We were also entertained by paragliders (aka: crazy people) overhead,
and kart and scooter riders below. Once
atop First, we walked out on the Cliff Walk to enjoy the views of Grindelwald
in the valley far below and the Eiger and other peaks appearing and disappearing
among the clouds above.
On
our decent to Bort, the cable car system came to a halt, so we had a ten-minute
interlude where we remained calm until the “continuation of the journey” – just
as the printed sign inside our car instructed us! We did consider the fact that we had our
lunch with us, should our state of suspended animation continue for an extended
period of time.
Luckily,
before long we were on our way again to Bort, where we left our high perch and
headed down the mountainside on foot.
This was easier said than done, especially for Tom, who was having some
significant trouble with his legs as our “time on task” grew.
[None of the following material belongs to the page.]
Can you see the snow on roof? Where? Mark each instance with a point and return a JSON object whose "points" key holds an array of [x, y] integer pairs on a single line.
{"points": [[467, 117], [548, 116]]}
Nevertheless, the scenery was spectacular,
and there’s no way we would have appreciated its great beauty had we been
trudging upward! Fields of dandelions, vibrant
yellow against deep green, were spread out like carpets all around; we were led
to wonder why they’re so often disdained as weeds! Between them, the many other wildflowers, the
peaks above, the green valley dotted with huts and chalets below us, alpacas
grazing on a couple of farms, and the occasional sound of cow bells, it was a
wonderful walk. As we approached
Grindelwald, the homes we passed were almost stereotypically Swiss – wooden chalets
with intricately detailed trim, well-swept patios, and meticulously maintained
gardens.
Back
in Grindelwald, we drove to its road’s end, and then headed back toward
Interlaken. We’ve skirted and seen from
above both of the lakes that Interlaken bridges and before we headed up to
Beatenburg, we took a closer look at Lake Biernz, one of Switzerland’s cleanest
lakes. We drove on the narrow south shore road from Bonigen to Iseltwald, a quiet
town situated on a peninsula. After a
short walk around, we headed to the north shore of Biernzee and the town of
Biernz, with its church and clock tower perched above the town and the lake.
Shortly
after we returned to our mountainside digs, we had a brief rain, then bright
sun, then some fog, then sun, then clouds…
We’re learning the ways of weather up here!